Water quality parameters were measured four times during the experiment, and included conductivity, pH, chlorophyll a, alkalinity, NO3−, NH4+, and PO43− (the data are depicted in Figure S2). At the end of the experiment, the seston concentration (mainly phytoplankton) was quantified by filtering a known volume of water (adapted to the concentration of the phytoplankton) over pre-weighed GF/F filters (Whatman, Maidstone, UK). Filters were thereafter dried in the oven at 60°C for 48 h and reweighed. The seston concentration was expressed as mg dry weight per liter of water (Figure S3 and Table S1). Periphyton growth was quantified by fixing a transparent polypropylene strip (21 × 2 cm, l × w) in each vase at the start of the experiment, and collected again at the end of the experiment. The periphyton dry weight (μg dry weight per cm2 area) was determined by cutting a certain size of the strip (from 4 to 21 cm2, determined by the density of periphyton), cleaning it with a toothbrush in a beaker with demineralized water and filtering the water over pre-weighed filters (Whatman, Maidstone, UK). The filters were dried in the oven at 60°C for 48 h and weighed, the change in dry weight of the filter allowed quantification of the dry weight of the periphyton (Figure S3 and Table S1). To determine the sediment nutrient availability for the plants, sediment porewater was sampled in each pot using rhizons (Rhizosphere, Wageningen, Netherlands) at the end of the experiment. The porewater was then analyzed for total dissolved inorganic nitrogen (DIN: including N from NH4+, NO2− and NO3−) and P-PO43− concentrations on an auto analyzer (QuAAtro method, Seal Analytical, Fareham, UK) (Figure S3 and Table S1).
At the end of the experiment, about 0.4 g fresh plant material from each pot was collected for the feeding trials with the aquatic snails. The rest of the plant material was harvested to quantify dry biomass and C:N:P stoichiometry. Shoots and roots were separated, cleaned carefully and oven-dried at 60°C for 48 h. Plant relative growth rate was calculated according to the equation: Relative growth rate = (ln Wf – ln Wi)/days (Hunt, 1982); with Wi = initial dry weight and Wf = final dry weight, where Wf is the sum of shoot and root biomass (including the estimated weight of the plant parts used for feeding trials). Plant initial dry weight was determined by drying and weighing 10 spare plants before the start of the experiment.
Each dried plant sample was ground individually in a 2 ml tube on a ball mill Tissuelyser II (QIAGEN, Hilden, Germany). Plant C and N were determined on an elemental NC analyzer (FLASH 2000, Thermo Scientific, Waltham, MA, USA). P content was determined according to Murphy and Riley (1962) by incinerating and digesting the organic P, and then measuring the dissolved phosphate concentration on an Auto Analyzer (QuAAtro method, Seal Analytical, Fareham, UK).

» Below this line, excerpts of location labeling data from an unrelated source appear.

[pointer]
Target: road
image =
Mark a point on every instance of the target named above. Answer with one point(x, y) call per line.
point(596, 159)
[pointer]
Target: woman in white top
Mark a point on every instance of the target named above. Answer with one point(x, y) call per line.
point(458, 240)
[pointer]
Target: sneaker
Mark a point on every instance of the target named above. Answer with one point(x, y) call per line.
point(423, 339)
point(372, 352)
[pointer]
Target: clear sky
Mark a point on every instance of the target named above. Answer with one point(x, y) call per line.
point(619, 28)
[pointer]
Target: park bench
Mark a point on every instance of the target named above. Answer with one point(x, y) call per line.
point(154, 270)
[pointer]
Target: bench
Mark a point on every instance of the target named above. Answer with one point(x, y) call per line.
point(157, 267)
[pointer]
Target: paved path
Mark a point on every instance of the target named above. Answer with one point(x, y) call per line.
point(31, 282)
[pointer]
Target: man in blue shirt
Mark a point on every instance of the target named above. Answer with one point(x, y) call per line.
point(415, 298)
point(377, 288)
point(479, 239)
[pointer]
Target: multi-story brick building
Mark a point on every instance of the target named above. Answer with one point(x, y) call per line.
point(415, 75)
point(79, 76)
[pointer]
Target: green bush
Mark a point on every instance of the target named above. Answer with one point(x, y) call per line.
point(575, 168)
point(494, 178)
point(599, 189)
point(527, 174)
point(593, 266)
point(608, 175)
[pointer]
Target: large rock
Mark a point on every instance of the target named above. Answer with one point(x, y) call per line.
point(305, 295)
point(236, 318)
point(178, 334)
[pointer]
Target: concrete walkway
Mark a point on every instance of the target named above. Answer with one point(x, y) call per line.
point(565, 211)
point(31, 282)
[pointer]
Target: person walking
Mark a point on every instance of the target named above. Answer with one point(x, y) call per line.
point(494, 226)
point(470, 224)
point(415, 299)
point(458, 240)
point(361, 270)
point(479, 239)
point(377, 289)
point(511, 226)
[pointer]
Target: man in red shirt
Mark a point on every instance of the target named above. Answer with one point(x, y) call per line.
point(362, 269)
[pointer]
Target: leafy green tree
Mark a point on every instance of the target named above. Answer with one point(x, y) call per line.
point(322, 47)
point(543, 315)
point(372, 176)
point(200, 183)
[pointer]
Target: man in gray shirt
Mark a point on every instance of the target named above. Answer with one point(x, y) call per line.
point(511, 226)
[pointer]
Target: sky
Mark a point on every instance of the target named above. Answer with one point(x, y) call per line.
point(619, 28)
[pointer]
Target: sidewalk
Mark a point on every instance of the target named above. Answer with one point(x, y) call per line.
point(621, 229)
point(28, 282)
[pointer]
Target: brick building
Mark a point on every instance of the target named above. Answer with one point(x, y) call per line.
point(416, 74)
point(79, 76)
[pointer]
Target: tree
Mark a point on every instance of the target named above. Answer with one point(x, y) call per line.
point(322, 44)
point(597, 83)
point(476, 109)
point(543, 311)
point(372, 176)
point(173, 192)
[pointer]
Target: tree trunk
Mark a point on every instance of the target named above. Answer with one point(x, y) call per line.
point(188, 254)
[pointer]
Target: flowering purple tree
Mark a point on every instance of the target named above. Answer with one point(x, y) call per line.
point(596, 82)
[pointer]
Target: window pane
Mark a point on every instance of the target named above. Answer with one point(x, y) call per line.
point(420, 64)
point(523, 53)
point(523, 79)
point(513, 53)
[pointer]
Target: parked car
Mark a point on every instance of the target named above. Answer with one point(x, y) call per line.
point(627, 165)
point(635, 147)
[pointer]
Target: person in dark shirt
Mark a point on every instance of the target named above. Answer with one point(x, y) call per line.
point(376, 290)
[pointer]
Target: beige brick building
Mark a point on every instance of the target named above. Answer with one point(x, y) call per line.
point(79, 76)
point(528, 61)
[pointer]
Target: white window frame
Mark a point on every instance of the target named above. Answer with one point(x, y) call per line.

Snail Culturing and Palatability Test
We tested for variation in palatability among the cultured plants using a generalist consumer, the pond snail L. stagnalis. This species can feed on a large variety of aquatic plants, and is frequently used as a model species for testing aquatic plant palatability (Elger and Barrat-Segretain, 2002; Elger and Barrat-Segretain, 2004; Grutters et al., 2017; Zhang et al., 2018a). We hatched snails from egg clusters from a pond of NIOO-KNAW (51°59'16.8”N, 5°40'24.7”E, Wageningen, Netherlands). Juvenile snails were reared for 2 months in buckets at 20°C that were filled with tap water and constantly aerated, under a day:night cycle of 16:8 h. We fed snails commercially obtained lettuce five times per week. Fish food (Velda, Gold Sticks Basic Food, Netherlands) and chalk were supplied weekly as food and mineral supplements providing other nutrients. Snails of similar size (shell length 30.4 ± 0.9 mm, mean ± SD, n = 62) were selected for the palatability tests.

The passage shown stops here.